In this project I took a hands on approach across research, writing, experience design, graphic design, production and facilitation on the day.
The experience ran as a one day, four hour journey across six locations, intentionally moving from the familiar to the unknown so the emotional stakes could build as the story reached further back in time. I guided the participants through the route and paced the story reveal through a mix of spoken narration and physical materials delivered at specific moments. Participants received envelopes, prompt cards, old photographs, newspaper cutouts, infographic timelines, and reproduced archival documents, including records that had been top secret and later declassified. Some prompts were reflective, others were puzzle like and collaborative, for example decoding a handwritten document to identify what tattoos a great-great grandfather had, then drawing them onto a silhouette template.

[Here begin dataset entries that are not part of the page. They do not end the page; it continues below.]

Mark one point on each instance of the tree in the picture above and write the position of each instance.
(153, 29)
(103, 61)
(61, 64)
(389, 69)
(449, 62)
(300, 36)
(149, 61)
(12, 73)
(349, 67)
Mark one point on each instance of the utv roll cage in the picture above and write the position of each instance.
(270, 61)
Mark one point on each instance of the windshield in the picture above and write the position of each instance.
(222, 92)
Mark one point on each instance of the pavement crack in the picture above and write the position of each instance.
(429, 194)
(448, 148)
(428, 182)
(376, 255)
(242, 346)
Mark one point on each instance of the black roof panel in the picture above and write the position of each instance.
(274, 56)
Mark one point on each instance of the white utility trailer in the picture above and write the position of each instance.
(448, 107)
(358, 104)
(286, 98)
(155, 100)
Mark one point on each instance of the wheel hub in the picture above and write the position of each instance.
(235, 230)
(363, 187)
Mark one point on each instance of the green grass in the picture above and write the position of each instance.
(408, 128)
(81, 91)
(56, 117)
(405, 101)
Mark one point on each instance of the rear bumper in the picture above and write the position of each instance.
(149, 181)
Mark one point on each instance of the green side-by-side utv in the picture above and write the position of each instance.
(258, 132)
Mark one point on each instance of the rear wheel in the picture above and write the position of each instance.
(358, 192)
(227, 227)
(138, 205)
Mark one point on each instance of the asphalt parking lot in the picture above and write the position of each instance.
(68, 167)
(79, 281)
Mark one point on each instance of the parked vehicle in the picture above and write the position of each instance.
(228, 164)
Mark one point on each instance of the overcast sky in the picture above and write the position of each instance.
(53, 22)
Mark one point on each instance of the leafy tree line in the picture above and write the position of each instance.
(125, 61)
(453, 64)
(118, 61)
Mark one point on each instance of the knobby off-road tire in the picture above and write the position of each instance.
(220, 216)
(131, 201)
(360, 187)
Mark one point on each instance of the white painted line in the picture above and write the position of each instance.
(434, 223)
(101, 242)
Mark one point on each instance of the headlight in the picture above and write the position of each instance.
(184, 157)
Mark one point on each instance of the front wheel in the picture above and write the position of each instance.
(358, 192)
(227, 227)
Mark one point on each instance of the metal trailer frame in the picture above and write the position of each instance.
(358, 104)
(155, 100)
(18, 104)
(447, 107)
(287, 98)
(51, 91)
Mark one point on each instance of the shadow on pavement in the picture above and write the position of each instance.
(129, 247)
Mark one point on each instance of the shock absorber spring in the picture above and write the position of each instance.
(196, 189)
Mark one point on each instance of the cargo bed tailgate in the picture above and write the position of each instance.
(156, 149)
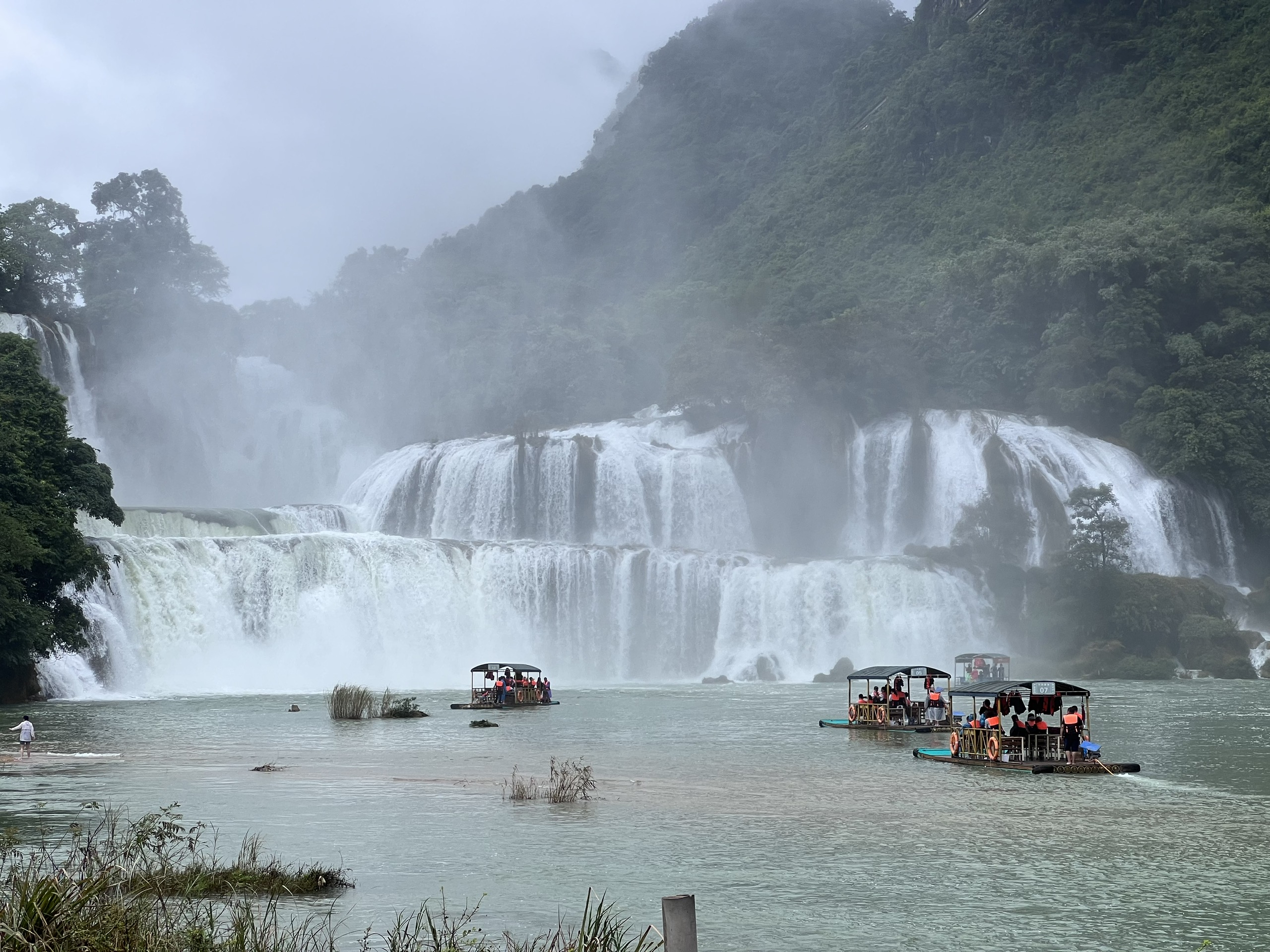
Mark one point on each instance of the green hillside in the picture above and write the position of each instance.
(1051, 206)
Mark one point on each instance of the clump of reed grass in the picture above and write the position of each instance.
(394, 706)
(350, 702)
(570, 781)
(155, 885)
(601, 930)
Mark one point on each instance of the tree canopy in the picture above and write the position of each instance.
(46, 475)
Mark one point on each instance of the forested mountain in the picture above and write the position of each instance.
(1051, 207)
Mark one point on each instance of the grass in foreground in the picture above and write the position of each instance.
(157, 885)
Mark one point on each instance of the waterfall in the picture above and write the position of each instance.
(198, 524)
(911, 476)
(644, 481)
(302, 612)
(60, 365)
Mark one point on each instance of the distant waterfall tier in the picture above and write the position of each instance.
(647, 481)
(911, 477)
(303, 612)
(60, 365)
(198, 524)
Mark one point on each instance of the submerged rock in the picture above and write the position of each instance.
(837, 674)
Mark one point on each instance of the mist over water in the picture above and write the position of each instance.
(606, 552)
(302, 612)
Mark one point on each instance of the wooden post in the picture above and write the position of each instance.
(680, 923)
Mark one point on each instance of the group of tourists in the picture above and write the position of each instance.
(893, 695)
(1071, 725)
(518, 687)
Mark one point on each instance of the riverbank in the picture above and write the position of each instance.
(802, 837)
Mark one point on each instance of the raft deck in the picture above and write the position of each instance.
(894, 728)
(1080, 767)
(487, 706)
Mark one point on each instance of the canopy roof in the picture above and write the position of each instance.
(885, 672)
(991, 688)
(501, 665)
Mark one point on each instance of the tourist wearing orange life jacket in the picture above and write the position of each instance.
(934, 704)
(1074, 729)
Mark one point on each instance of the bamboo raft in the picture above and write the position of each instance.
(1081, 767)
(982, 740)
(877, 728)
(911, 716)
(484, 697)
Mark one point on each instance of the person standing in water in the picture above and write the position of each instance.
(28, 734)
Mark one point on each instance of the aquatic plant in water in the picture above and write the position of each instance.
(568, 782)
(350, 702)
(394, 706)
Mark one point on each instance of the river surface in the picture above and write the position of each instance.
(792, 837)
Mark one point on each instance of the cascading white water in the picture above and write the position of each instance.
(198, 524)
(911, 477)
(645, 481)
(302, 612)
(60, 363)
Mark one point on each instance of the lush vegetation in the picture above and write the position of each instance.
(1117, 624)
(46, 475)
(157, 887)
(1058, 207)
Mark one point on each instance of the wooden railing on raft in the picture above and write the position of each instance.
(517, 696)
(885, 713)
(974, 743)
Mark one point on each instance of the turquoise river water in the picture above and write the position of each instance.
(792, 837)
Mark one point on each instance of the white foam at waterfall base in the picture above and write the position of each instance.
(275, 613)
(66, 674)
(1175, 529)
(657, 483)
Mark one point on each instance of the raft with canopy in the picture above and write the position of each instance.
(1039, 752)
(520, 690)
(982, 667)
(931, 711)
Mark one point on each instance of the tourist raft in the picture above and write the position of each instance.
(502, 685)
(1009, 742)
(883, 704)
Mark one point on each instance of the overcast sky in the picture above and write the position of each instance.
(300, 131)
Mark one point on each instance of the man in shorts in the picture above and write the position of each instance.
(28, 734)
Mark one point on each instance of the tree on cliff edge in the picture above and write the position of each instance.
(46, 475)
(1100, 535)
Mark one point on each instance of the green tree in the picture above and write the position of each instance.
(40, 258)
(1100, 535)
(45, 477)
(141, 267)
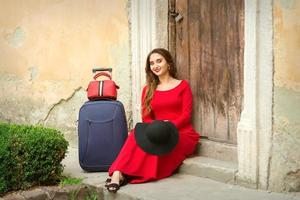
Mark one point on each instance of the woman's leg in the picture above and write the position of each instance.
(117, 180)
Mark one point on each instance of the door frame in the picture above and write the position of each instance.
(254, 132)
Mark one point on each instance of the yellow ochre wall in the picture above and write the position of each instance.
(285, 160)
(47, 52)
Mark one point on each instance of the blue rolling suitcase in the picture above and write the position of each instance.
(102, 131)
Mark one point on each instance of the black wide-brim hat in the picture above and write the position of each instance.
(157, 138)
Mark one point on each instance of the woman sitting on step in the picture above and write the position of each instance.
(157, 147)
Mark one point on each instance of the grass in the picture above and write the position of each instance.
(67, 180)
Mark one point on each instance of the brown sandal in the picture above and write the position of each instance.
(107, 182)
(114, 187)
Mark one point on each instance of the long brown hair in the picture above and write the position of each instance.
(152, 80)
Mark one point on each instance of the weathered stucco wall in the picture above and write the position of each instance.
(47, 52)
(285, 162)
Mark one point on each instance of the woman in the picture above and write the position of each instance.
(164, 98)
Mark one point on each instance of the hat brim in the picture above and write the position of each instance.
(156, 149)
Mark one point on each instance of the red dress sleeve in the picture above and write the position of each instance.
(186, 109)
(147, 118)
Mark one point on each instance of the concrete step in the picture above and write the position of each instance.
(217, 150)
(179, 186)
(218, 170)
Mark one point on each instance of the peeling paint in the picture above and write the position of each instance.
(17, 38)
(287, 4)
(58, 103)
(33, 73)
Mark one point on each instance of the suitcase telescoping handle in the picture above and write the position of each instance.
(102, 70)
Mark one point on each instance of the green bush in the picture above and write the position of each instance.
(29, 156)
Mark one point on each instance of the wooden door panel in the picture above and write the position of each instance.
(208, 50)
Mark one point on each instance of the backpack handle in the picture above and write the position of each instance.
(102, 74)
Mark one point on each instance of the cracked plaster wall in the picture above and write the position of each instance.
(47, 51)
(285, 161)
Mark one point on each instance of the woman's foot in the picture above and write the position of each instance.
(117, 180)
(107, 181)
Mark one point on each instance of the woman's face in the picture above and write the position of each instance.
(158, 64)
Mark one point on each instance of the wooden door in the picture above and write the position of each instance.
(208, 45)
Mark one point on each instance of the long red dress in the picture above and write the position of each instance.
(174, 105)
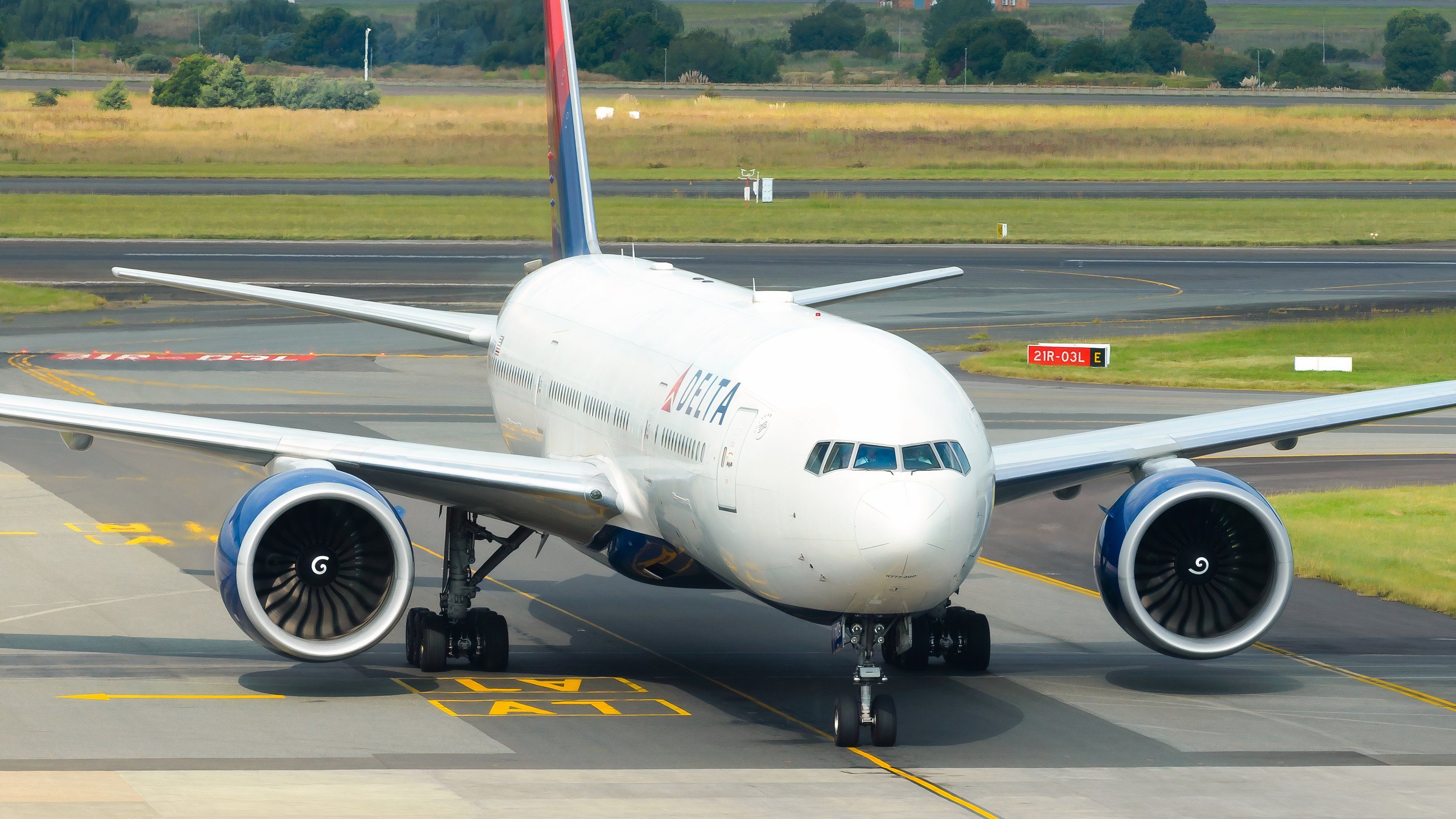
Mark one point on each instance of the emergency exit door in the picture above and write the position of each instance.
(730, 456)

At the end, participants received a custom designed book that brought the full story together through text and images, combining a tactile scrapbook aesthetic with a minimalist editorial layout. It was designed as a keepsake they could return to and share beyond the day.
This project shows how genealogy can be presented as more than dry data, how it can be shaped into a living story that reveals something personal and deeply emotional when it is translated into place, active participation and shared experience. In their feedback, participants said it felt like an adventure, like solving a puzzle or a quest, and that they left feeling more connected to their roots, which were the exact emotions I was designing for.